I think this applies to humanity as well, in a universe with alien species that have very different interests. Even if humanity reproduces into more and more misaligned future generations, those future generations may still be preferable to current humans than even more misaligned aliens taking over because humanity stalled in the development race.

The Myth of Moral Progress

This perspective on future alignement suggests a suprising answer to why humanity has appeared to have made so much moral progress. That is, because its a tautology.

Current humans generally prefer to do things that lead to results they consider good, as did past humans. But there was a gradual transition in the interests of past humans to the interests of current humans – a transition that we call progress.

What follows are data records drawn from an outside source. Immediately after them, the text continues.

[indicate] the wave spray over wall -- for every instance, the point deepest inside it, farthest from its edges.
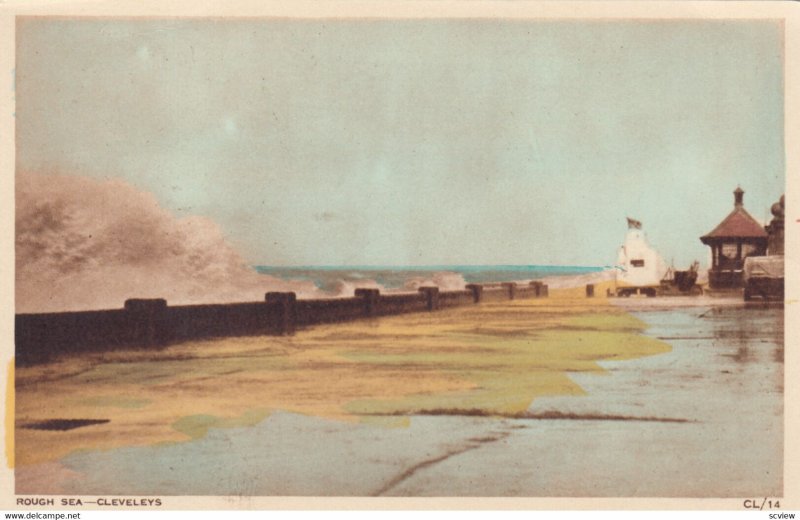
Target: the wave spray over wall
(83, 243)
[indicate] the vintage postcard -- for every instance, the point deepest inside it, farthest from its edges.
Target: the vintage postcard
(468, 255)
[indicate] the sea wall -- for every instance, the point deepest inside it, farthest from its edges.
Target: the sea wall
(151, 323)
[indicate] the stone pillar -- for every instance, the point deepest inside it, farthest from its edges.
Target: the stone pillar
(371, 298)
(286, 312)
(432, 297)
(147, 320)
(477, 291)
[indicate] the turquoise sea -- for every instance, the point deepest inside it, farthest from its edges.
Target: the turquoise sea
(394, 277)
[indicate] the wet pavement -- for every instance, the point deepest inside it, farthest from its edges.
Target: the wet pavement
(714, 428)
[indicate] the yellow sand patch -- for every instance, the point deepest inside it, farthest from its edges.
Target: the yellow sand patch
(495, 358)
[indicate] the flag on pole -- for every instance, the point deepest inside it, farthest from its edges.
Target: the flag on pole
(634, 224)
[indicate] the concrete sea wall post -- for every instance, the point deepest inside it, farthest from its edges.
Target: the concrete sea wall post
(147, 319)
(371, 298)
(287, 310)
(431, 296)
(477, 291)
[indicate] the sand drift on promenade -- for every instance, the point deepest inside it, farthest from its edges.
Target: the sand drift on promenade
(490, 359)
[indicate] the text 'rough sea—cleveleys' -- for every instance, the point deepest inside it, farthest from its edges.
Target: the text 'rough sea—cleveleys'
(394, 278)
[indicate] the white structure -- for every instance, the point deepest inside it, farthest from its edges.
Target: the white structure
(638, 264)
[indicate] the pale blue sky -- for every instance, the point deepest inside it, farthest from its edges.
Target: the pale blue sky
(416, 142)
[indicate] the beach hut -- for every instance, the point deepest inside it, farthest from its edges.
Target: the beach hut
(639, 267)
(737, 237)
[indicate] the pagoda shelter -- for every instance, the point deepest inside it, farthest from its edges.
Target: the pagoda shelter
(733, 240)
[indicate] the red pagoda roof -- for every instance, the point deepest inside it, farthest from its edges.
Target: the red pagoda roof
(739, 224)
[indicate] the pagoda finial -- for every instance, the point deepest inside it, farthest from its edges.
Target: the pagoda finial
(738, 197)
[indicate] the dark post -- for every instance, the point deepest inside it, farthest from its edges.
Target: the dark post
(477, 291)
(371, 298)
(286, 310)
(432, 297)
(147, 321)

Not that this is a very general observation, so of course it does not apply to every difference between past and current humans. For example, past humans considered some things to be bad that we now don’t consider to be bad purely for environmental reasons that have changed between the generations e.g. some past humans considered slavery to be immoral, as do many current humans, but practiced it anyway because they believed it was in their situation required for the greater good.

Under this theory, there should be a tendancy for each human generation to consider more recent generations to be more moral as compared to older generations.